Inverter (Clearance Sale)   (1999)

  • Adam Chodzko / Inverter (Clearance Sale)   (1999)
    sketch for arrangement in frame.
  • Adam Chodzko / Inverter (Clearance Sale)   (1999)
    detail
  • Inverter (Clearance Sale)   (1999)

    [No.2]
    Adler advertisement from Harpers & Queen, November 1998, (p.105)
    3 x advertisements placed in Loot, November 6th/7th 1998, (pp.15, 20 and 114).
    Combined dimensions: 50cm x 60cm

    Published in an edition of 35 by Paul E Stolper.

    Loot advertisements placed by Adam Chodzko, for Inverter (Clearance Sale), November 6th/7th 1998:

    p.114: Collecting and Hobbies; 833a:
    Wing, made of metal and broken glass (1m long). Only one of a pair. Strange fancy costume. £30 ono. Also, tiny, stuffed, sepia coloured Double Duck. Ornamental. Reasonable condition. £50. No time wasters please. 

    p.15:  Womens Clothing; 155a:
    Dress: slim and long, in dark sepia with faded patches, v plain and flat looking. £36.    

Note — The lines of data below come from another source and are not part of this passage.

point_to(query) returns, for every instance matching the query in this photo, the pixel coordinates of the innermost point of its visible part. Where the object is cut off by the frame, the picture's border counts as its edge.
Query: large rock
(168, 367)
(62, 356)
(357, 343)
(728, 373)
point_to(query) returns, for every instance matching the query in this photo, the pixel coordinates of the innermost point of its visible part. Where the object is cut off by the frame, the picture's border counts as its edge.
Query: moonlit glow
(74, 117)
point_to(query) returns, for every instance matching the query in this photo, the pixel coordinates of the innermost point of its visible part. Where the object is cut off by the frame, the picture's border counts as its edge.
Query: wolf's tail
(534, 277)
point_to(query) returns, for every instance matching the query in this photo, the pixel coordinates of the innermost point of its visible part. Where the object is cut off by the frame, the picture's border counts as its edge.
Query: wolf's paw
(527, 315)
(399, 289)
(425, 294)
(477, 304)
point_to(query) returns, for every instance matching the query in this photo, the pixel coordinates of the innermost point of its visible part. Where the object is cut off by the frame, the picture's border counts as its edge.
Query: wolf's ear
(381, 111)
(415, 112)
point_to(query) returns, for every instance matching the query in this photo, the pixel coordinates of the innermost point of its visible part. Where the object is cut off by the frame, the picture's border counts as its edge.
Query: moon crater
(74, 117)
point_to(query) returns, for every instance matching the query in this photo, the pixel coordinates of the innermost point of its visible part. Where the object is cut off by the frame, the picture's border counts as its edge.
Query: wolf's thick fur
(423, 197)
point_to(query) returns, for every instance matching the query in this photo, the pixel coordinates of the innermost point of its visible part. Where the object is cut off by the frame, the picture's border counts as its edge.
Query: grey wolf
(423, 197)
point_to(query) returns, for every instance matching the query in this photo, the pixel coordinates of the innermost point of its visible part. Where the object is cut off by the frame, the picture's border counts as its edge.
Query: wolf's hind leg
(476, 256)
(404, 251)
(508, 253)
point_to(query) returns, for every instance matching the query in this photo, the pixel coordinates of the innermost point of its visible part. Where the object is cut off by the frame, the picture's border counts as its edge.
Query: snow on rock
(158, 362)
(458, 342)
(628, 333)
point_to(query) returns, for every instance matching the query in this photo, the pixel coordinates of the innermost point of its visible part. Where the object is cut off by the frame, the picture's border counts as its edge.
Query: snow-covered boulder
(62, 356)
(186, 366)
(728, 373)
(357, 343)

    p.20: DIY Building Materials; 189a:
    Sand: sepia coloured, mixed grain. 2 large bags, £25. 40+ x decorative sticks, useful for gardening/fencing, £20.  Paint, ‘Estuary Water‘. Bright, off-white matt. Water-based, 3 gallons. £40.


    Inverter ( Clearance Sale ) comprises of a full page advertisement for an expensive necklace made by Adler, placed in the November edition of Harpers & Queen, 1998. Alongside it are a series of advertisements placed, by Chodzko, in Loot, the classified advertisements paper, which appear to propose a deconstruction and erasure of the imagery of the Adler advertisement offering ‘it’ for sale as mostly banal ‘pre-owned’, discount items.  It is a work of science fiction, suggesting a reality where different value systems, perceptions and realities operate.  It shows an immediate (in November 1998) fall of financial value as a result of excessive aspiration. Pieter Bruegel the Elder’s painting ‘Landscape with the Fall of Icarus‘ (c.1560), an inspiration for many of Chodzko’s artworks, is a model for Inverter ( Clearance Sale ).  There is a sense of the unpicking , unpacking, archiving or extraction of an image as well as some confusion as to what exactly we should be looking at.  There’s also an exploration of how these processes gradually influence a viewer’s perception, shaping their vision, that appears in many of his works eg: Nightvision, The Pickers, Settlement,O, you happy roots, branch and mediatrixand Thru hole I blind/O/Thru hole oui see .
    Like Flashers, Inverter ( Clearance Sale ) was secreted into everyday public space.  The entire artwork was available, in newsagents, to anyone, for the normal cost of the magazine and the classified advertisements paper during the 6th and 7th November.  In fact the Loot paper becomes more exclusive and rare with its fleeting two day existence compared with the slower turnover of Harpers & Queen which remains on the magazine racks for a month.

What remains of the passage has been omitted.